Deux grandes tendances sont particulièrement au cœur de la transformation du métier d’analyste : 

Tendance n°1 : Les villes intelligentes et le volume des métadonnées  

Les villes deviennent de véritables réseaux de capteurs. Caméras, systèmes de lecture automatique de plaques (LAPI), véhicules connectés, bornes Wi-Fi publiques et autres sources IoT génèrent une masse croissante de métadonnées permettant d’établir un contexte : où un véhicule a été vu, quand un appareil s’est connecté à un point d’accès, ou quand un schéma de mobilité inhabituel est apparu. 

Associés aux flux massifs de métadonnées télécoms en temps réel, les signaux issus des villes intelligentes constituent – dès lors qu’ils sont analysés dans le respect du cadre règlementaire - une base solide pour une approche proactive du renseignement : repérer des points de convergence, suivre des trajectoires ou détecter des anomalies plus tôt dans le cycle d’enquête. 

 

Tendance n°2 : Le travail d’enquête réinventé à l’ère de l’IA 

Depuis des années, les enquêtes menées par les forces de l’ordre s’appuient sur des tableaux de bord, des cartes et des outils de visualisation. Les analystes comparent manuellement les chronologies, les mouvements et les communications pour reconstituer les faits. Les outils de fusion de données traditionnels ont facilité ce travail, mais la charge cognitive reste très importante. 

L’IA change fondamentalement la donne. 
Plutôt que d’examiner pendant des heures ou des semaines différentes couches d’informations issues de sources fragmentées, les modèles d’IA agentiques analysent et corrèlent ces données en quelques secondes. Ils peuvent relier métadonnées, signaux de mobilité, traces IP, capteurs urbains ou données OSINT, et font émerger des informations exploitables qui accélèrent les enquêtes. 

 

De la complexité des données à l’efficacité opérationnelle 

Aujourd’hui, les enquêteurs ne veulent pas de nouveaux tableaux de bord, ils recherchent la clarté. Le véritable progrès consiste bien à simplifier leur travail : réduire le contenu superflu, mettre en évidence ce qui compte, et garantir que chaque information est fiable et conforme à la loi. L’impact de l’IA est immédiat : moins de temps passé à assembler des fragments de données, naviguer entre plusieurs outils ou gérer une surcharge de données, et plus de temps pour l’analyse, l’expérience opérationnelle et l’intuition des enquêteurs. 

C’est l’IA au-delà de la fusion de données : passer de « tout voir » à « voir ce qui compte vraiment ». 
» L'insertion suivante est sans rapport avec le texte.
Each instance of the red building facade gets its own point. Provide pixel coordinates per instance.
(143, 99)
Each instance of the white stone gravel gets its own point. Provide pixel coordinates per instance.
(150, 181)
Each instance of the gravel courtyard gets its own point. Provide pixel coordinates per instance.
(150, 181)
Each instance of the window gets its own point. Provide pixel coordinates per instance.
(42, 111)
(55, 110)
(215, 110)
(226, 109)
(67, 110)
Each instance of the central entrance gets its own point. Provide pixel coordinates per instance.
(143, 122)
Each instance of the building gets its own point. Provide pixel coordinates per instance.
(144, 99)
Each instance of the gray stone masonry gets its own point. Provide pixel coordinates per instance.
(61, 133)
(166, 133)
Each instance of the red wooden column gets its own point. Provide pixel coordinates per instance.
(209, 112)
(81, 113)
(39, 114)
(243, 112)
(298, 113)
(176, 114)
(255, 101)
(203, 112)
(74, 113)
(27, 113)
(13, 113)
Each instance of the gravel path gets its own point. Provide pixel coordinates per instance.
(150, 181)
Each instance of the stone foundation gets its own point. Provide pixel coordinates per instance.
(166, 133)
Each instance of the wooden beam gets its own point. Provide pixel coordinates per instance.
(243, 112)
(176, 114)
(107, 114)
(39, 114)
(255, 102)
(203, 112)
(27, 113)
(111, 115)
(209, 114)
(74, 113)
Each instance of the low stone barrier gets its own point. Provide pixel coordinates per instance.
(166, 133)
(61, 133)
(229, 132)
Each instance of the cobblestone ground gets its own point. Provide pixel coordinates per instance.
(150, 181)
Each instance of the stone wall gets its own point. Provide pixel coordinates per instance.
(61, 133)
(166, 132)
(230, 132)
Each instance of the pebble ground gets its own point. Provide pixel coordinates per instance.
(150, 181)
Le rôle de l’analyste reste absolument essentiel pour traiter les données forensiques, donner du sens aux résultats et valider les hypothèses. La différence tient dans la répartition des tâches : l’IA prend en charge les tâches répétitives et chronophages de corrélation, pendant que les analystes peuvent se concentrer sur la vérification, l’interprétation et la prise de décision opérationnelle.